Who doesn’t like a checklist? It helps ensure you’ve got all the details covered. To aid your CCPA regulatory compliance in readiness for January 2020, we have put together this checklist.
Is Your Business Affected?
This is the first thing you want to tick off your checklist. After all, if your business is not affected, you have no business making your business compliant. That said, your business will most likely be affected when you consider that California makes for 12% of the US population and hosts several of the world’s largest tech companies.
How is the data collected? Who manages the data collected? What categories of data are collected? What purposes are the data collected used? Answering these questions will produce a data map, record or inventory that helps businesses pinpoint where their obligations arise and how to meet them.
Create Consumer Accessibility Options
Provide several options through which consumers can contact you whenever they wish to exercise their rights like a request for access or deletion. Examples include a toll-free number, email and even in-person meetings at your business offices. We have two posts on consumer rights under the CCPA on this blog.
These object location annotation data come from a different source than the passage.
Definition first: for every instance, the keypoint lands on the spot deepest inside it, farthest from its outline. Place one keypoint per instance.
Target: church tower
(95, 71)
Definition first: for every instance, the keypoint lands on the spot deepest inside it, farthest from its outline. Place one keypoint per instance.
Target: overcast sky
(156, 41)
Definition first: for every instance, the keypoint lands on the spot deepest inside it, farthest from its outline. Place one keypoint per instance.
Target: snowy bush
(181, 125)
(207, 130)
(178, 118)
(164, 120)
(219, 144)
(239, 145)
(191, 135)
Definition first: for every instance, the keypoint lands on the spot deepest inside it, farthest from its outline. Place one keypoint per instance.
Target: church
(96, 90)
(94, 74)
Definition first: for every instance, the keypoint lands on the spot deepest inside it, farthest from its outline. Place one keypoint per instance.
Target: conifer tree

Incorporate an Identity Verification System
This is essential both for consumer data protection and access. It will also help in automating certain rights and requests. A consumer who can verify their ownership of data can also proceed to exercise their rights, for example, to deletion on their own.
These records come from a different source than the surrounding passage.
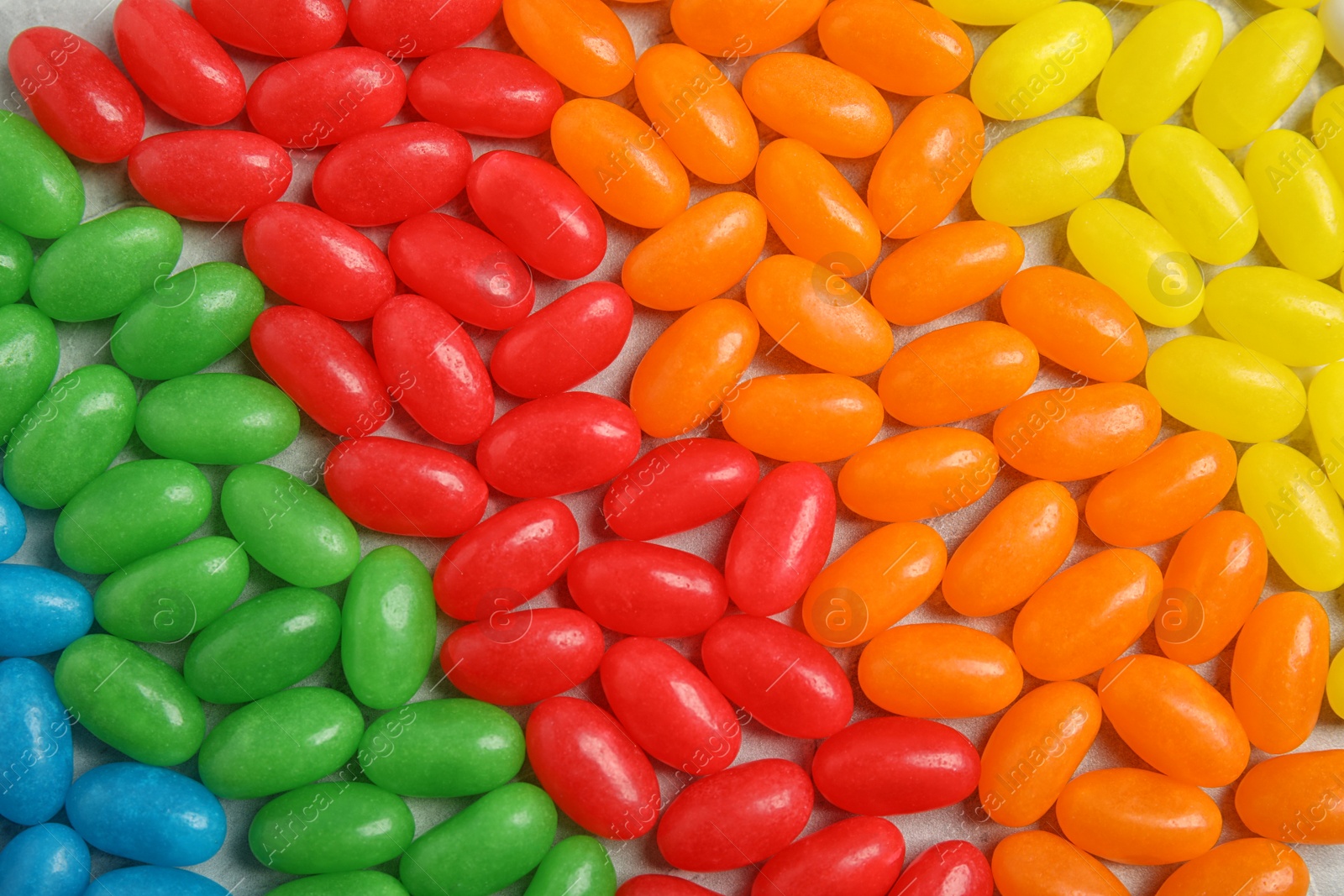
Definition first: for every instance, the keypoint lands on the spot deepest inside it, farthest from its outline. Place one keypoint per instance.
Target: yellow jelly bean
(1159, 65)
(1257, 76)
(1300, 204)
(1223, 387)
(1047, 170)
(1299, 512)
(1128, 250)
(1042, 62)
(1195, 192)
Installing an Opt-Out or Opt-In Button
Let consumers decide if they want their data sold to third parties by giving them this button. Moreover, this helps you reduce notices that need to be sent during a sale. This consent button especially applies to minors, below 13, through their parents. While 13-16 must give direct consent.
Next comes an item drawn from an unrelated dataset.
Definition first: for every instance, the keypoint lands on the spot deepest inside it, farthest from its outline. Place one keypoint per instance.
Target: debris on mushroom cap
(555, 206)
Determine Whether Management of Consumer Data Involving Third Parties Amounts to ‘Sale’
The definition of sale under the CCPA is a broad one. All third party relations will need to be assessed.
Implement Training Programs
It is famously said that humans are the weakest links in the chain of security and protection. Equipping staff, including those who do not handle consumer’s data, with requisite knowledge will go a long way in ensuring compliance at, during and after collection of data.